Exactly. We also have an extra layer of protection that a lot of companies don't have. #TeamsterStrong
Also, driverless technology is really expensive and UPS still has to do a really expensive hub retrofit for electric package cars and they are dragging their feet on that. We just got a ton of new gas burners.
 

nWo

Well-Known Member
I think they might be a threat to future generation feeder drivers. Current employees will have enough seniority to keep working
 

UnionStrong

Sorry, but I don’t care anymore.
Imagine a self-dfiving car smart enough to scan steering wheels and pick out of the way park positions.
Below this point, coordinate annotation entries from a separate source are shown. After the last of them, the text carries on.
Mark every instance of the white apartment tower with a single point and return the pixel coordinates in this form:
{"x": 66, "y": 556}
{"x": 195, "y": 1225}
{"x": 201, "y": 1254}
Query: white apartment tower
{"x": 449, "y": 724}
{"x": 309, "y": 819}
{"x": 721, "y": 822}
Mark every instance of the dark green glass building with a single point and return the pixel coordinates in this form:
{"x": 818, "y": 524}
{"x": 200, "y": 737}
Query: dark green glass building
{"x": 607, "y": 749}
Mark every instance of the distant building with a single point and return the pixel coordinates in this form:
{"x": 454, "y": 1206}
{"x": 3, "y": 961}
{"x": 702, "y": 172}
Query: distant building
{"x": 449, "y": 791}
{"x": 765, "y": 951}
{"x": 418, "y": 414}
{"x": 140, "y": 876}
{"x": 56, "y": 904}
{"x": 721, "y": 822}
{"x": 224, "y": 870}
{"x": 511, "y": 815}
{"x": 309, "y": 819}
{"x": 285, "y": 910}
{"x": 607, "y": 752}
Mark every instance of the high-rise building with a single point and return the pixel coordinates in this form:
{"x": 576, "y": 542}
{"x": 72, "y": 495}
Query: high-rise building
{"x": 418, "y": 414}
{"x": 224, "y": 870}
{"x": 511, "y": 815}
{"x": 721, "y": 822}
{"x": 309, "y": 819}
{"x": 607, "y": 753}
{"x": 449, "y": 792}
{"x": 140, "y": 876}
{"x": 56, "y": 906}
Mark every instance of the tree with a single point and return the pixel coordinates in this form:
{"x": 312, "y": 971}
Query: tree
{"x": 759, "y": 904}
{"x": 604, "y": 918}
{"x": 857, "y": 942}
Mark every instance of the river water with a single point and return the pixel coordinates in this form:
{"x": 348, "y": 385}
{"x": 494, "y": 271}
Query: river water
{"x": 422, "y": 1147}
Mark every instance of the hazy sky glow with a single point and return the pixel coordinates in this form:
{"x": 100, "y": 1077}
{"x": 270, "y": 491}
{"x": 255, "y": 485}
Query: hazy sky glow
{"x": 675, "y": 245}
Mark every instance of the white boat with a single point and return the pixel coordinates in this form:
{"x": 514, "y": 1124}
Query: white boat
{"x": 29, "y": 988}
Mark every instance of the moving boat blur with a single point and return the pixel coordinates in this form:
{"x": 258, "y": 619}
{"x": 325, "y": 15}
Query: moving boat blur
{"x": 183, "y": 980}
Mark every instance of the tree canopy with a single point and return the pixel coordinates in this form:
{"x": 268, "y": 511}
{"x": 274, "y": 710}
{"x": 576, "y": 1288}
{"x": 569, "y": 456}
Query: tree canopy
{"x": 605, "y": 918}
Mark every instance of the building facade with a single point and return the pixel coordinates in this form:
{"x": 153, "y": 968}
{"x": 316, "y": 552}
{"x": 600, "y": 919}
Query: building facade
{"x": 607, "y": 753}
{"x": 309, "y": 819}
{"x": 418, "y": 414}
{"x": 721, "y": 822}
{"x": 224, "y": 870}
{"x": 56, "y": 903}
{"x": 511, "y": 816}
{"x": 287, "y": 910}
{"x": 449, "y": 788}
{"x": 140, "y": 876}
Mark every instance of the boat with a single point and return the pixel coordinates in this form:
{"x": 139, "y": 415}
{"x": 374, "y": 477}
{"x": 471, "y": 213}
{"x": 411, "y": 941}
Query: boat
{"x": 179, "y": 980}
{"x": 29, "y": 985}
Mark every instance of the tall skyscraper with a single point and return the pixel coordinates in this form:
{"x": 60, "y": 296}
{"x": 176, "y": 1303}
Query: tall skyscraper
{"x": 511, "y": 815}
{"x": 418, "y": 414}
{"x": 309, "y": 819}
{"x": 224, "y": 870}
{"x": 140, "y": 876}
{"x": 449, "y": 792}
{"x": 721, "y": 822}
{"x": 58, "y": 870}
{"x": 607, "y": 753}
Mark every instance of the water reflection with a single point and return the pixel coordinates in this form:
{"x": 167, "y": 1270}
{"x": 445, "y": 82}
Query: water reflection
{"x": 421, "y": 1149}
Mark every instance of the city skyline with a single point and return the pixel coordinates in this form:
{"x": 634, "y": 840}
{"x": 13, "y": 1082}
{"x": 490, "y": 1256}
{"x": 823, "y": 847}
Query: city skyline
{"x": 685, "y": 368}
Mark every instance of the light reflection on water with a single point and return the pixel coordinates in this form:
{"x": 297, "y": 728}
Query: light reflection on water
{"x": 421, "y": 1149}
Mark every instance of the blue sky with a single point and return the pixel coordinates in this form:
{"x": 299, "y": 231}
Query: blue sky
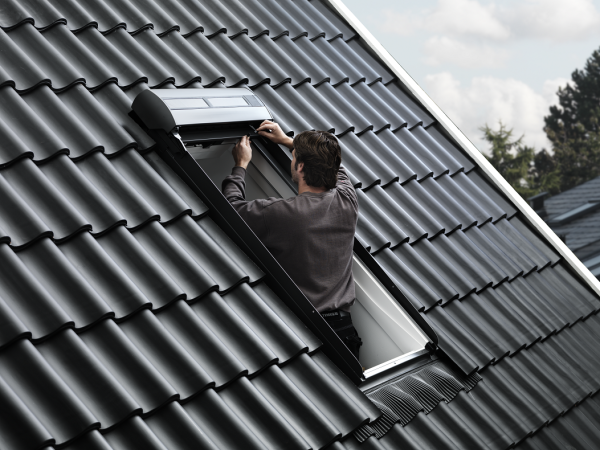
{"x": 483, "y": 61}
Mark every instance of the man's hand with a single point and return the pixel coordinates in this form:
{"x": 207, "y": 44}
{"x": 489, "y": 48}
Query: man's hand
{"x": 273, "y": 131}
{"x": 242, "y": 152}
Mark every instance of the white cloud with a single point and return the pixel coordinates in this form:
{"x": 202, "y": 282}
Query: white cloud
{"x": 555, "y": 20}
{"x": 440, "y": 50}
{"x": 489, "y": 100}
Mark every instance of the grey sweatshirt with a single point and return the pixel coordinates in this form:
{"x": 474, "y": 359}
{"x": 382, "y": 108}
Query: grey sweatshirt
{"x": 311, "y": 236}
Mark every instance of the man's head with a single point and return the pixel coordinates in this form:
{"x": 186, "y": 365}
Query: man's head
{"x": 317, "y": 158}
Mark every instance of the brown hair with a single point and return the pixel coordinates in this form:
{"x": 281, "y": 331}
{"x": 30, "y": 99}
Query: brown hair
{"x": 321, "y": 154}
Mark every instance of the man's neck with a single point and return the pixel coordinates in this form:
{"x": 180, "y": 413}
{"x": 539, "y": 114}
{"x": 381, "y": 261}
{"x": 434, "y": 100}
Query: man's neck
{"x": 303, "y": 187}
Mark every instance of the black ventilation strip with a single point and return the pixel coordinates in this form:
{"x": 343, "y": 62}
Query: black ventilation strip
{"x": 400, "y": 400}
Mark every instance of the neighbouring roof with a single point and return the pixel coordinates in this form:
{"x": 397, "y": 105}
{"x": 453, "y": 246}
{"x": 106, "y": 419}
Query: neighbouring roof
{"x": 129, "y": 319}
{"x": 575, "y": 216}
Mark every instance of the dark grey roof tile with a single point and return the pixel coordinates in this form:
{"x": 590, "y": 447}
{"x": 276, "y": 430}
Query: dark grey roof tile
{"x": 140, "y": 57}
{"x": 134, "y": 19}
{"x": 233, "y": 332}
{"x": 64, "y": 122}
{"x": 404, "y": 154}
{"x": 220, "y": 423}
{"x": 508, "y": 247}
{"x": 239, "y": 19}
{"x": 18, "y": 68}
{"x": 513, "y": 234}
{"x": 415, "y": 289}
{"x": 97, "y": 120}
{"x": 369, "y": 60}
{"x": 409, "y": 104}
{"x": 73, "y": 293}
{"x": 370, "y": 97}
{"x": 40, "y": 13}
{"x": 276, "y": 18}
{"x": 478, "y": 258}
{"x": 321, "y": 103}
{"x": 465, "y": 201}
{"x": 176, "y": 429}
{"x": 24, "y": 295}
{"x": 418, "y": 258}
{"x": 369, "y": 236}
{"x": 394, "y": 224}
{"x": 445, "y": 198}
{"x": 334, "y": 58}
{"x": 312, "y": 424}
{"x": 314, "y": 23}
{"x": 174, "y": 260}
{"x": 19, "y": 427}
{"x": 132, "y": 433}
{"x": 231, "y": 52}
{"x": 104, "y": 275}
{"x": 197, "y": 338}
{"x": 111, "y": 184}
{"x": 269, "y": 327}
{"x": 180, "y": 71}
{"x": 460, "y": 337}
{"x": 494, "y": 252}
{"x": 140, "y": 267}
{"x": 326, "y": 13}
{"x": 218, "y": 67}
{"x": 30, "y": 377}
{"x": 179, "y": 17}
{"x": 418, "y": 148}
{"x": 207, "y": 253}
{"x": 322, "y": 391}
{"x": 229, "y": 248}
{"x": 31, "y": 129}
{"x": 129, "y": 366}
{"x": 91, "y": 382}
{"x": 183, "y": 190}
{"x": 262, "y": 419}
{"x": 272, "y": 71}
{"x": 361, "y": 150}
{"x": 528, "y": 295}
{"x": 117, "y": 104}
{"x": 101, "y": 53}
{"x": 498, "y": 319}
{"x": 148, "y": 184}
{"x": 294, "y": 53}
{"x": 440, "y": 255}
{"x": 492, "y": 341}
{"x": 493, "y": 194}
{"x": 276, "y": 101}
{"x": 424, "y": 208}
{"x": 373, "y": 117}
{"x": 291, "y": 320}
{"x": 19, "y": 223}
{"x": 535, "y": 240}
{"x": 49, "y": 60}
{"x": 407, "y": 227}
{"x": 479, "y": 196}
{"x": 52, "y": 208}
{"x": 165, "y": 354}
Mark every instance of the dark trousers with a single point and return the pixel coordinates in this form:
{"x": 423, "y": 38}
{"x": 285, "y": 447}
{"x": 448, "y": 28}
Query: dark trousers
{"x": 341, "y": 323}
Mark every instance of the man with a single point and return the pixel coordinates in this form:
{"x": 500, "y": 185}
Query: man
{"x": 311, "y": 235}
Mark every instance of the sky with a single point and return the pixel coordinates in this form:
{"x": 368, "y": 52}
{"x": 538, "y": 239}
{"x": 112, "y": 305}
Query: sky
{"x": 488, "y": 61}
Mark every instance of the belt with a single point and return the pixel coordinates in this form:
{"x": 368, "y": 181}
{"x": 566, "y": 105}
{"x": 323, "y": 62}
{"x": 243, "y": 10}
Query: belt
{"x": 335, "y": 314}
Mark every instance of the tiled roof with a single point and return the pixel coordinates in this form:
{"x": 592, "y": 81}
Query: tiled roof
{"x": 129, "y": 319}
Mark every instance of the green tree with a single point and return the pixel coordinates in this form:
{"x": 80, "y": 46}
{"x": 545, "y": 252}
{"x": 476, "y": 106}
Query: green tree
{"x": 573, "y": 127}
{"x": 517, "y": 162}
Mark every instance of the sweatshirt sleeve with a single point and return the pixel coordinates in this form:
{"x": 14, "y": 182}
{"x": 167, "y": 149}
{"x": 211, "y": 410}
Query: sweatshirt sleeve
{"x": 253, "y": 212}
{"x": 344, "y": 185}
IMO it will take more than 10 years for it to be sophisticated enough to replace humans who can see the real world as the real world.
It's my understanding that self-driving really struggles with poorly marked roads, inclement weather and with identifying the difference between blowing leaves and a flock of birds.
Waymo is being used in Phoenix.
 

UnionStrong

Sorry, but I don’t care anymore.
Isn't that the service with the human driver that takes over in adverse conditions?
From what I heard from someone who witnessed it, no driver in the car. It’s 225 miles of service area too. I live here and i didn’t know it existed. They stopped it a few years ago because a person on a bicycle got killed at night. And a driver was in it.